As college instructors, many of us have been exposed to the concept of "student-centered learning." I argue that student-centered learning should be the central premise in contemporary sociological pedagogy.
One tool that I have used throughout my career to facilitate student-centered learning is social media. You can read more here about how I have come to use Twitter assignments in the classroom, or read more here for other reasons to use Twitter in the sociology classroom, but in this piece, I would like to focus on my student-centered philosophy and how I have structurally implemented it in the classroom.
What I Learned from Graduate Seminars on Teaching Sociology
As I was training to become a sociology instructor, I was fortunate to be able to take two separate graduate-level seminars specific to "teaching sociology" and I received on-the-job training as a Teaching Assistant in well over a dozen college courses. Through all of these experiences, I often heard about "student-centered learning." It was not until I attended a conference session on Teaching Sociology where I was made aware of the alternative, did I truly understand the concept of teaching from the perspective of students.
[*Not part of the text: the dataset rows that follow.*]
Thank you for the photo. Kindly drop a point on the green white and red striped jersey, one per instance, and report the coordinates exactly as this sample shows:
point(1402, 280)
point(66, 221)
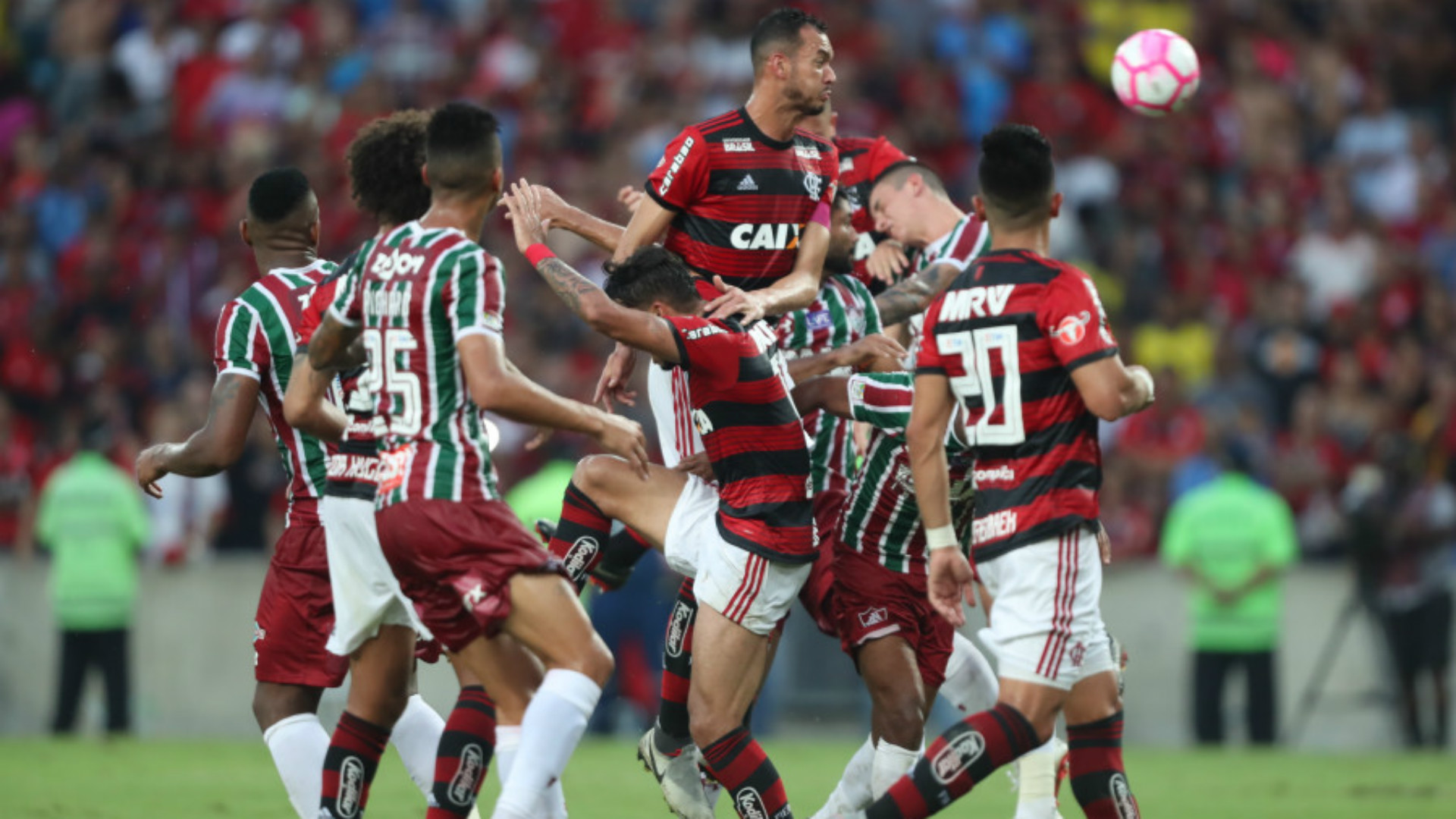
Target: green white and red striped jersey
point(883, 518)
point(417, 293)
point(843, 312)
point(255, 338)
More or less this discussion revolves around regular topics of concern for sociology instructors. "How do we make students read?," "Talk in class?," "Do their homework?," or just generally show interest in sociology? Arguments made in the Teaching Sociology session, support the idea of increasing "rigor," being more authoritative, or even tricking students into course engagement. Overall, sociologists who teach from this perspective expect their students to find interest in outdated textbooks, abstract journal articles, nap-worthy lectures, and forced "class discussions." The tendency, then, is to find solutions that penalize students for poor work, rather than incentivizing students for good work.
My Philosophical Assumptions about Teaching Sociology
My teaching philosophy differs from many of these "old school" hardliners. Before I get into my student-centered teaching philosophy, I will first present a list of philosophical assumptions that I make in my course design.
1. I trust my students. The first assumption that I make when I am designing and teaching sociology courses is that students want to know something about society. Perhaps they do not have the same questions that interest me, textbooks or current journal publications, but I truly believe that if you put sociology in the hands of young people, they will use it to answer questions. This is why I teach students to see the world through different perspectives rather than memorize terminology. Even as professional sociologists we all have to look up certain terms, equations, or theories. This is after years of coursework, obviously the memorization technique does not work. This is why I trust that given the resources, students will engage in such a way that improves their futures, as well as produces a better educational environment in the classroom.
2. I trust sociology. I understand the level of rigor that goes into sociological research. There are flaws in academia, but producing enough knowledge is not one. This is why I teach my classes with the assumption that sociological knowledge is valuable, and if applied will improve the well-being of people. Too often, classes are being taught from the perspective of a life-long academic sociologist. There are very few of our students, especially in lower division courses, who want to get a PhD in sociology and spend their careers writing journal articles, but I trust the discipline of sociology to offer insight to students in a wide variety of career paths. In other words, I do not feel obligated to use gimmicks or sales pitches, to demand interest.
Strategy for Implementing Student-Centered Teaching
My overall philosophy when teaching sociology is to put its theories and methods in the hands of young people and give them goals to achieve. This is a stark contrast from any teaching philosophy that "makes" students do things. For example, I do not give students any assessment of their reading progress, rather I give them goals that require they know the information contained in the reading.
Thoughts on Rigor in the Sociology Classroom
I am really drawn to conversations about student outcomes and assessment. Students rarely perceive my class as "hard." As evidence you can see my 2 out of 5 rating for Level of Difficulty on Rate My Professor, but seriously, I hear student "rumblings."
I actually take some pride in the "easy professor" label, but I am able to because at the end of each semester, I have a collection of works that demonstrate each student being able to apply theoretical, methodological, and philosophical sociology to their lives and careers.